You can then sow seeds that have been stored in the refrigerator. The best time for the preculture on the windowsill is March. The young plants already have a head start over the outdoor plants, so that they can put a lot of energy into the bulbs in the first year.

  • Place seeds on moistened substrate
  • Substrate: cactus soil, potting soil, coconut fiber
  • cover lightly with sand or fine substrate
  • put in greenhouse or plastic bag
  • Temperature: 15 to 20 degrees
  • Location: bright but no direct sun
  • as soon as the first leaves form, remove the cover
  • water normally from now on
  • Keep substrate slightly moist
Note: Prairie lilies grown from seed take some time before they flower. This can only be expected after three to five years, when the plant has already formed a sufficiently large bulb in the soil.


Most prairie lilies are relatively robust, perennial and easily survive cold winters if they are protected by a layer of snow. Before the cold season, the plant withdraws completely into its underground bulb, where it stores water and nutrients to sprout again in the spring after its hibernation. In areas where it rarely snows, the gardener should provide a protective cover in winter. This can consist of a thick layer of leaves or sticks laid on the garden soil.

Special species and varieties

The most common type of prairie lily is the Camassia Leichtlinii, also known as Leichtlin’s prairie lily. Other species are also commercially available.

Camassia cusickii (Common Prairie Lily)

  • also known as prairie candle
  • lavender flower candles
  • Growth height: 50 cm
  • dark green foliage

Camassia Leichtlinii (Leichtlin’s Prairie Lily)

  • particularly long-lived variety
  • Growth height: 70 to 90 cm
  • ‘Alba’: creamy yellow flower, flowers a little later than the blue variant
  • ‘Caerulea’: blue flower
  • ‘Semiplena’: semi-double, creamy-white flowers
  • ‘Sacajawea’: white flowers, leaves with yellowish edges

Camassia quamash (Edible Prairie Lily)

  • blue flower stars
  • Growth height: 40 cm
  • ‘Orion’: short species with light blue panicles
  • ‘Blue Melody’: dark blue flowers, striking colorful striped leaves

Camassia scilloides (Eastern Prairie Lily)
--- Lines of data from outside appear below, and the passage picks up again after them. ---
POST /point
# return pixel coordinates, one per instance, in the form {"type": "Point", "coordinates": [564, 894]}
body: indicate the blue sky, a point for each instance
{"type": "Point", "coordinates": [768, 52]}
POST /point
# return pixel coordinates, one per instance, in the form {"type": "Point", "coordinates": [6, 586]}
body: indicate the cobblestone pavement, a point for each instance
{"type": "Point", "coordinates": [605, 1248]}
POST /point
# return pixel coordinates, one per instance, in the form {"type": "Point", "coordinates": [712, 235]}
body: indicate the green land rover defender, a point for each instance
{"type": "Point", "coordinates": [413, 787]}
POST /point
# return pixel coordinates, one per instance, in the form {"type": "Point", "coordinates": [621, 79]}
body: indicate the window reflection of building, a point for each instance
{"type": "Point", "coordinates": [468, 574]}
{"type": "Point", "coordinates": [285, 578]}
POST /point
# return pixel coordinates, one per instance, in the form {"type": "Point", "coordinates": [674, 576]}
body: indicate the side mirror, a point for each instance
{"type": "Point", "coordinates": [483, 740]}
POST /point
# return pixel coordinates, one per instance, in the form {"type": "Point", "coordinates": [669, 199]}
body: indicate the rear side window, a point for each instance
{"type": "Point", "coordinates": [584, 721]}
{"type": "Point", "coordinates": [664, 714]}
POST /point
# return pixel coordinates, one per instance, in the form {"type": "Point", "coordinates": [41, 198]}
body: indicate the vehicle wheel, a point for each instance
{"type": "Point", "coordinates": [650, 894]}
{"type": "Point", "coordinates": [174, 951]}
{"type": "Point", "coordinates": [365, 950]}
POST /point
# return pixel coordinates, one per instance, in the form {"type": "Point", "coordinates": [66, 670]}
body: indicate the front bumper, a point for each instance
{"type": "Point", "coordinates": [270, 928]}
  • cyan blue, wheel-shaped flowers
  • Growth height: 20 to 80 cm
  • dark green foliage

diseases and pests

Prairie lilies are not particularly susceptible to various diseases or pest infestations. Waterlogging, especially in the cold season, causes the bulb to rot and causes lasting damage to the plant.


Like many bulbous flowers, the prairie lily can be afflicted with viral diseases. These are usually recognizable by the light spots on the leaves. However, if the infestation is already far advanced, the whole plant can also wither away. Affected bulbs should be pulled out of the ground and disposed of as soon as possible. Also, renew the soil around the affected plants, as the virus also survives in the soil and can therefore be transmitted to other plants.


Voles occasionally attack the bulbs of the prairie lily. Whole plants can disappear almost overnight. In order to protect the plants, a close-meshed wire mesh is necessary when planting, which is inserted into the ground around the bulb.

onion rot

Onion rot, which is transmitted by the fungus Fusarium oxysporum, usually occurs when soil conditions are too wet. When infected, leaves and flowers suddenly turn yellow and die. Get infested plants out of the ground and generously renew the substrate.

If the prairie lily finds a suitable location (sunny and humid), it can form very large clumps with hundreds of blue or white flowers growing on upright peduncles. It is very hardy, requires little maintenance and is not only very long-lived, but reliably reproduces itself without becoming invasive.